Así que mañana os describiré cómo pienso que sería una bonita y “modesta” ceremonia de entrega de las birretas cardenalicias. Claro que reconozco que lo primero que hay que hacer es cambiar la “Misa de inicio de pontificado” por una coronación en toda regla. No tendría sentido hacer un gran ritual para los cardenales y que la ceremonia para un nuevo papa consistiera en la entrega del palio y del anillo.
Sea dicho de paso, un palio horrible el nuevo que fue inventado hace pocos años por el papa Benedicto. Lo considero el mayor error de su pontificado. Y no soy el único que lo piensa, porque, si miráis las fotos, veréis que el papa Francisco lo ha guardado en el baúl de los recuerdos.

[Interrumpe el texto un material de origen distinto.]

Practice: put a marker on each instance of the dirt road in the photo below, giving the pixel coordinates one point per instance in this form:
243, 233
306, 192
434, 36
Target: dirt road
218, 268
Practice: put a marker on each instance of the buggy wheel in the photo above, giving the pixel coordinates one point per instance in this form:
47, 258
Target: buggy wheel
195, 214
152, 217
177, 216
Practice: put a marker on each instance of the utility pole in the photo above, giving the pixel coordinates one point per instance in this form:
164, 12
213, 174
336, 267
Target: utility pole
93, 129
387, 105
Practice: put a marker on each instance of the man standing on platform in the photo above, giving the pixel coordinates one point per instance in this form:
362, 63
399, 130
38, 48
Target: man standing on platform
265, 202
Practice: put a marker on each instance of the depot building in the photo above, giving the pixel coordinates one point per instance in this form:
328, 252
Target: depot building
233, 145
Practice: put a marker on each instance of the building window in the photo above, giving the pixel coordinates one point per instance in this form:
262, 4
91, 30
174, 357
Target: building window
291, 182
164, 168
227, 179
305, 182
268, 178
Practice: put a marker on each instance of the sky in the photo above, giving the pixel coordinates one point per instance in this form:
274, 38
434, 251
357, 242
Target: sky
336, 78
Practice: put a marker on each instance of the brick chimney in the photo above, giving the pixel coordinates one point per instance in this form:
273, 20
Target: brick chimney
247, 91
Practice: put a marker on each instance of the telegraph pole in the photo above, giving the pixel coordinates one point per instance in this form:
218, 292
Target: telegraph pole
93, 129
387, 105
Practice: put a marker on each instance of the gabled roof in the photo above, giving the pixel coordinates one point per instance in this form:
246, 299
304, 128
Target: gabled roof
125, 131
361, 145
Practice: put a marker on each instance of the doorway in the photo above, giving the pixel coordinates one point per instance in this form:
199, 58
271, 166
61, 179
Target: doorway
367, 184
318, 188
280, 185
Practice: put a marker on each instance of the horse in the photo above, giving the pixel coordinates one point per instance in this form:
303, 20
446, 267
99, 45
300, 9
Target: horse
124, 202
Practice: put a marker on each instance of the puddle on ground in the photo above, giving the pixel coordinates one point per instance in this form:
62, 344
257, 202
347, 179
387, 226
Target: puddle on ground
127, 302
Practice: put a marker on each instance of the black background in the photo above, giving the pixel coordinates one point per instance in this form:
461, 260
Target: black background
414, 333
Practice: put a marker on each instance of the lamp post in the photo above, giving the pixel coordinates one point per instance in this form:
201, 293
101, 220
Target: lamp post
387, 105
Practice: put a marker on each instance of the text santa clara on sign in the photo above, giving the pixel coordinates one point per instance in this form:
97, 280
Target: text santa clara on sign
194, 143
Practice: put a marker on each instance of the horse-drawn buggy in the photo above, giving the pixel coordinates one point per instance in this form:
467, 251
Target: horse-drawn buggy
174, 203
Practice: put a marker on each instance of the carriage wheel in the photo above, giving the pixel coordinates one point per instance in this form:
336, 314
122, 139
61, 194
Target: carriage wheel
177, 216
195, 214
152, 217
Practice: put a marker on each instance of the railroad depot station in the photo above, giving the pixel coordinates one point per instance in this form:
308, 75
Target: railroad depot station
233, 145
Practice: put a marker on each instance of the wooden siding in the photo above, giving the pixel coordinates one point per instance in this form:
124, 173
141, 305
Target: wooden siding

De hecho, ese palio nuevo no era la primera opción querida por el papa Benedicto. La historia de cómo se llegó a ese palio a sus hombros papales tiene varios capítulos, en cierto modo, se parece a ese post mío titulado “Historia de mis sotanas”. Pero no seré yo aquí el que lo cuente.

Como bien sabéis mis sugerencias litúrgicas se parecen a la escena de los Hermanos Marx en la locomotora, cuando Groucho grita: ¡Más madera!